Sunday, April 6, 2008


The King graced Tangier last week. The Socco outside of the CdT was lined with metal barriers and hoards of men, women and children behind them, waiting for him to pass on his way to Friday prayer in Jama’Al Kabir. Bus loads of people from all over town steadily built a healthy crowd. Officers were posted every few feet to keep us off the streets and keep us from taking pictures of the square. In practice, most of them turned a blind eye, although they were especially adamant about every window in every building of the Socco remaining closed. Personally, if I were being cheered for, I would delight in the little window explosions of arms and heads and laundry. Maybe it is a security issue? It was so sad to see them all retreat into the darkness of their homes and offices.

We waited well past prayer time, in anticipation as the multiple prayer calls overlapped each other into one brilliant howling. I can only assume they delayed prayer until his arrival. It seems like something you might do for a King. Men in djellabas distributed miniature Moroccan flags and pictures of the King looking uncomfortable in his pink cushioned chair. The moment I held these free items in my hand I felt a surge of national pride run through me, and could hardly keep from waving them like a child.

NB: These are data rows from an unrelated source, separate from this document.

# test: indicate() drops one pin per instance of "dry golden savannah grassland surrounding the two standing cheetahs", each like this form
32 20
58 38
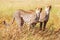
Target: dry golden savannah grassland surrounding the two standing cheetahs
7 8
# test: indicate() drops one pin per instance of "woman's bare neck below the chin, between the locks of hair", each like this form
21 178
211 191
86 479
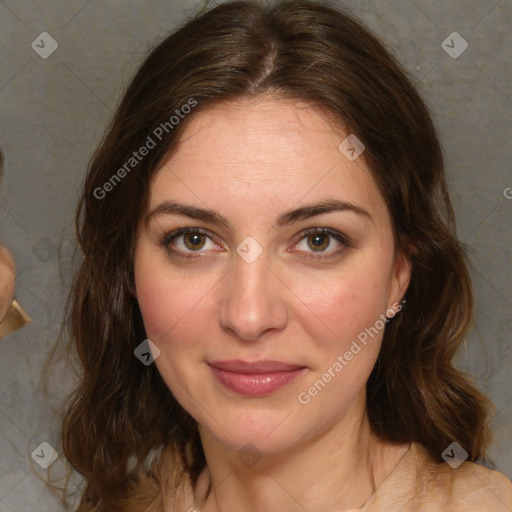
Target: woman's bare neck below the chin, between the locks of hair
337 470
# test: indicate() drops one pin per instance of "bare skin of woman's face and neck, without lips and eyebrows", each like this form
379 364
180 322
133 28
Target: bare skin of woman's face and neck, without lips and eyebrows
251 161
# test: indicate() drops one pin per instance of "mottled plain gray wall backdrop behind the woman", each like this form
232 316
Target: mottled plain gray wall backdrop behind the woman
53 112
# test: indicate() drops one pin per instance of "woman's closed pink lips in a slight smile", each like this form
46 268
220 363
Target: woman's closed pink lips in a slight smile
257 378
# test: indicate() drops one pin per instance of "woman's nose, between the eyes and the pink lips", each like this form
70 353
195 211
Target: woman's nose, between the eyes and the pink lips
253 300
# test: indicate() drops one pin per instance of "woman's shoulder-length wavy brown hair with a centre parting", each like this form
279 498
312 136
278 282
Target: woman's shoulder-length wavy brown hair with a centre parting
121 413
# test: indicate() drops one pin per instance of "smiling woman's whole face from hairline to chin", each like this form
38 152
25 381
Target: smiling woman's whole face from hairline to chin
268 328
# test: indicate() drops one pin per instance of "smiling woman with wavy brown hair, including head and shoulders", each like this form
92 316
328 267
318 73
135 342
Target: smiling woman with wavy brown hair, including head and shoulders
272 291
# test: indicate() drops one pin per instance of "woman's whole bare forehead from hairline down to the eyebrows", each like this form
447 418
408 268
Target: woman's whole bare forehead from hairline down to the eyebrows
263 151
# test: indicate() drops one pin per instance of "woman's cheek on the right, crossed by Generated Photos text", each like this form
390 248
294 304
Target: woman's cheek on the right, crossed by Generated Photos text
347 331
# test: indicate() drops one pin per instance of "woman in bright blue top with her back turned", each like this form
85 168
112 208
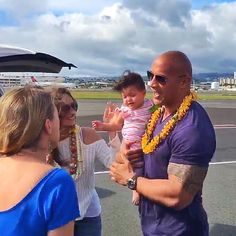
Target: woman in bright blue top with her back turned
35 199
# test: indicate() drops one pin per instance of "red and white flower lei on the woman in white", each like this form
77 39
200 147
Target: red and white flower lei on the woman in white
76 161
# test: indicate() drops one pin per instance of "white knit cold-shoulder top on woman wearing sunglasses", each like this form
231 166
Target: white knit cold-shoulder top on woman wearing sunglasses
89 203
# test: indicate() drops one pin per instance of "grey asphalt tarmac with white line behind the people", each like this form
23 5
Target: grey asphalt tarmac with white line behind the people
120 217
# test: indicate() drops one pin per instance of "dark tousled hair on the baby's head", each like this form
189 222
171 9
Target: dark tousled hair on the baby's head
130 78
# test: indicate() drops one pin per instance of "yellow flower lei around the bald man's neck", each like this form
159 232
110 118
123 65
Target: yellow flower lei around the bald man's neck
148 144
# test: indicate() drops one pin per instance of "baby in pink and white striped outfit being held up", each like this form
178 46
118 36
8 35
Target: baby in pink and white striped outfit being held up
132 116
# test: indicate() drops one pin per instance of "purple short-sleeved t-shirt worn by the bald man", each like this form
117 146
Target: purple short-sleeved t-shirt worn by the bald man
192 142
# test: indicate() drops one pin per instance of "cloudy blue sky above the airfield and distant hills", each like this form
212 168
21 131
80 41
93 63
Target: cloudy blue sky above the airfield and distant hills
107 37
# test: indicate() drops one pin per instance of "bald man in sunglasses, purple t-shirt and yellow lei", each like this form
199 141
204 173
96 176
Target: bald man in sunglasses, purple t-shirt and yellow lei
179 146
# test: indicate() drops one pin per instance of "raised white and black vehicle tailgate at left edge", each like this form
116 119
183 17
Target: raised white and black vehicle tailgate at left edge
14 59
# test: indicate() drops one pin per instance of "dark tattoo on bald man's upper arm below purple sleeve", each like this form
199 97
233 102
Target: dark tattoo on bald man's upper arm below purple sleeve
190 176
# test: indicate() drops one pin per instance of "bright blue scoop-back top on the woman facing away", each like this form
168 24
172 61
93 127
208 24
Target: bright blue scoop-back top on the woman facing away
51 204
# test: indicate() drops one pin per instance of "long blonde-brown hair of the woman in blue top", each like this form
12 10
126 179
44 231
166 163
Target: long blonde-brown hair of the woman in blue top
23 113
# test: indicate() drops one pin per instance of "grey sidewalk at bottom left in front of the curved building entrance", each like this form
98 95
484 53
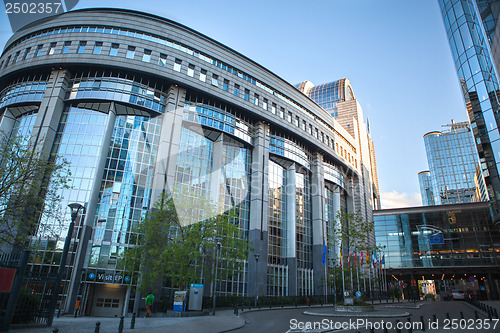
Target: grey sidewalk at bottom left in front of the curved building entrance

His passing was announced by a handful of tiny black cars, speeding in circles as though the controlling of hand of a giant three year old was guiding them. The King sighting consisted of one arm, waving.

1 comment:

Anonymous said...

Hey there: This past December, I was in the south-east of Morocco, headed home from the desert, when the King was passing through. I was travelling in a grand taxi, and every ton or village we hit, we had to stop, as the King's security was there and made everyone pull over and wait until the King drove by. Somehow, we would hit another town, and he would be behind us again, so we had to stop. It was actually quite entertaining, and like you, I felt happy to be a part of such a neat event. People certainly were enthusiastic about the King, and clearly he has done a fair bit in terms of liberal progress, particularly where women's rights are concerned. However, I think people could truly be sincerely happy about their king if poverty in Morocco were not such an issue.